Here's been what's going on. So where I work now we switch from an office to my bosses home, which is outside of town maybe 15 to 20 miles. Not fun drive when gas is over $4 a gallon. I've been working part-time for this guy for almost two years, and every 6 months or so he tells me he is going to have me learn more about doing SEO or giving me more duties so I can have more hours.
Last semester I was so bogged down with school stuff that I could only put in 2 to 3 hours a day. I think he has come to like that, because well the company isn't doing to well and I do most of the monotonous stuff that nobody wants to do, but is "important" to do. Every since school has gotten out I've been asking for more hours. So what do I get in the field of more stuff to do? I get the tasks of getting the mail, cleaning, and taking the trash out, yup sure glad I'm working on getting a college degree for this work. Then last week I complained that I need more hours because of gas, guess what happens, my hours get cut. Now I go to work three times a week and work until I have no more billable time tasks to work on. He thinks he's being my gas money savior for it too.

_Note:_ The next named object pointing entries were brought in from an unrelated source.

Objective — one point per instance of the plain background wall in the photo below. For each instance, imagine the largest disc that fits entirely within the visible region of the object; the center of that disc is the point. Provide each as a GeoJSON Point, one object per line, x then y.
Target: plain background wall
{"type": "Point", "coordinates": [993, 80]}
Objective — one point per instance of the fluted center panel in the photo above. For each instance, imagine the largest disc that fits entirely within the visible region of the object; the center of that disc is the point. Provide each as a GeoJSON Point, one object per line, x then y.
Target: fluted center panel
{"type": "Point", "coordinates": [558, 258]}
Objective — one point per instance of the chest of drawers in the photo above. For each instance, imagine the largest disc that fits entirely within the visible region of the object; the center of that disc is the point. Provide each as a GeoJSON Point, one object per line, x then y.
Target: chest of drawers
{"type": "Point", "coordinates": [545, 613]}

For a while now I've been playing with the idea of getting a different job. I've applied to 6 now, I have yet to hear from any of them. So now Guess what happens. My Roommate decides to cash the last three checks I had written to her for rent (written three weeks ago), and groceries (one two weeks ago and one for last week). I thought she had cashed the checks earlier, Boy was I wrong.. Now I'm over $200 in the hole, I overdrew my account. I'm don't know whose fault is it more? Mine or my roommates? But I'm frustrated now, at my roommate, at my boss, and at all the people who haven't at least told me they're not going to hire me.
I hate money and how we need to to survive. Sorry for Griping. Just a little on edge lately.
God take all this away, I know you have a plan and that where ever I go you will use me. I am weak Lord. Less of me, more of you.